Ray Strode halfline at gmail.com
Fri Apr 17 13:22:57 UTC 2020


Hi,

On Fri, Apr 17, 2020 at 3:59 AM Marcel Hollerbach <mail at bu5hm4n.de> wrote:
> I really like the idea of curtaining the session.
> However, i am wondering if logind couldn't serve there as sort of
> gatekeeper
[...]
> The idea is that a session in logind can be locked or unlocked. In case
> it is locked, logind would spin up a "micro" session with a process that
> renders something to login.
So you're saying logind would take on the function of e.g. GDM?

I think logind is intentionally primarily about bookkeeping and resource
passing.  The individual desktops want to be able to design the user
experience for their unlock screens.

Also, in the olden days GDM used to have a separate "micro" session,
itself.  It had a perennial problem that things from a real session
needed to be reimplemented in it.  Things like keyboard layout
choosing, accessibility features, system trays, etc.  And so there was
duplicated code, that had duplicate bugs, and the login screen UI
provided a different experience than the logged in UI, which was
suboptimal for the user.

So that's why we changed GDM to actually run a "normal" session
instead of a "micro" one.  I mean we still obviously turn a lot of knobs off
for the login screen, but we're running the same implementation inside
the session as out, and we give the user a consistent experience and
don't have to implement everything twice.

> A successful login there would unlock the other session.

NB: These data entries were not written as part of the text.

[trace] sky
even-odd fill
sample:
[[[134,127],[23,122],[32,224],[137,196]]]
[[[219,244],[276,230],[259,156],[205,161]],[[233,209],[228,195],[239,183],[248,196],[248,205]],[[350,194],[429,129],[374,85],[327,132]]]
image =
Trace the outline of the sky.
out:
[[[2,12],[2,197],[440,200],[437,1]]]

This
> microsession can be displayed on *some* output which depends on the
> implementation of this process allowing to login.

> The login session can also give hints to what sort of session this is
> now transformed (pipewire or real, from your proposal below). This is
> useful for apps/libs like spotify/pulseaudio as they can check if they
> should output music on physical devices for example or not.
So logind already tells a session whether or not it is active, and already
handles giving and taking away devices from a session. These are things
parts of the session can and do listen to today.